Approximately 2,700 children, most of whom were orphaned and biracial and some of whom were handicapped, were flown on 19 flights from Saigon to the United States and Europe.
The first flight out of Saigon crashed upon take-off. Of the 300 adults and children aboard, 154 died. Many more planes full of children were flown out of the country within a week. Those arriving in the United States were placed with foster families and raised as Americans.
“Precious Cargo” traces the return of six young Vietnamese adults who were adopted by Americans after the war. The cameras followed them to their birthplaces as they searched for their roots.
Janet Gardner, who directed and co-produced the piece, is an award-winning documentary producer known for her work on events in Southeast Asia. She gained an interest in the area from her time covering post-war Vietnam for a pair of New Jersey papers and as a contributor to The New York Times, Boston Globe and The Nation.
It took three years to raise the funds needed, produce and promote “Precious Cargo.” Independent Television Service and the Gardner Documentary Group had researched the topic for about a year and hoped to commemorate the 25th anniversary of the end of the Vietnam War with the documentary.
“The shoot itself was challenging,” wrote Gardner. “We had little control over the schedule. Vietnamese bureaucrats were not enthusiastic about it because foreign adoption is a sensitive subject in Vietnam, so we had to sidestep them in our quest for a Vietnamese point of view.”
The film follows several of the now 20-something Americans on a reunion voyage sponsored by Holt International Children’s Services. Holt ran one of the numerous Vietnamese orphanages deluged with children during and after the war.
During the war, some Vietnamese mothers were producing at least one baby per year. Their parents would raise the baby until it was two or three months old before being forced to send them to an orphanage.
The subjects in “Precious Cargo” returned to the orphanages where they grew up 25 years earlier. Some of them are reunited with the nuns and nurses who cared for them as children. They view first-hand the poverty and over-crowding that forced them from their homeland years ago.
“No psychologist that we know of has studied this large group of adoptees,” wrote Gardner. “Our sampling was small, but it did show the adjustment problems of the first generation of Vietnamese adoptees and the adoptive families.”
“We just knew that we were American, and that made us different,” remembers one woman who had been abandoned as a child.
The film follows the subjects to the War Remnants museum, where they are confronted with the anti-American, “anti-Babylift” sentiments of their hosts.
“It’s kind of overwhelming,” said Patricia Snider. “Going back to find your roots is kind of like having amnesia and you don’t know where you’re from.
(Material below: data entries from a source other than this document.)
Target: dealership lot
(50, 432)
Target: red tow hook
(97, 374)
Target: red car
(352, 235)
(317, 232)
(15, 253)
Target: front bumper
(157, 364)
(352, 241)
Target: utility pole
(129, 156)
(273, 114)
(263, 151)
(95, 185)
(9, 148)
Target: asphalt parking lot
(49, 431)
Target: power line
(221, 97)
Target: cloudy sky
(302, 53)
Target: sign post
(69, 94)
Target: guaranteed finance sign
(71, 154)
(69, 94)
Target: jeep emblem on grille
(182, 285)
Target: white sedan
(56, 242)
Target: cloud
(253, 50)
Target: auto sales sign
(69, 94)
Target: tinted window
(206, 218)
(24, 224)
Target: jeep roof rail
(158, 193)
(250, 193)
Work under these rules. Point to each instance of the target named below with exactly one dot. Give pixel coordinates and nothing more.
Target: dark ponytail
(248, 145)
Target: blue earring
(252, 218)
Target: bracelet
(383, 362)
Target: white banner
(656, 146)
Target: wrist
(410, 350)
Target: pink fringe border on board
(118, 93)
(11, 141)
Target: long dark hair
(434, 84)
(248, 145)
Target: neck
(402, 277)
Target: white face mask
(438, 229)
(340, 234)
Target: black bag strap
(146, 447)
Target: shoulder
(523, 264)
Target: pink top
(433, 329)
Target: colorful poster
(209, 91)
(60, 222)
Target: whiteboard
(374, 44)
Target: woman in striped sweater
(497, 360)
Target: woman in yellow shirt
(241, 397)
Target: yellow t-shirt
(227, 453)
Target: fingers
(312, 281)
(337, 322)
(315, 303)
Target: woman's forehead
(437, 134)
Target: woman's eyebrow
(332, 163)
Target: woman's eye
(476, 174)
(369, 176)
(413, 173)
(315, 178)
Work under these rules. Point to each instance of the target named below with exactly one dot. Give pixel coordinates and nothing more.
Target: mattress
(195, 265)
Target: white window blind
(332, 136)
Coming back here is like finding yourself again.”
Gardner said the American families that took in these children made a significant impact on American social structure.
“Their adoptive parents were pioneers in a movement, beginning in the mid-1970s, that has grown to redefine the American family by embracing these biracial and handicapped children as their own,” she said.
“We would argue that these pioneering parents changed the way many Americans think about the nuclear family in a profound way.”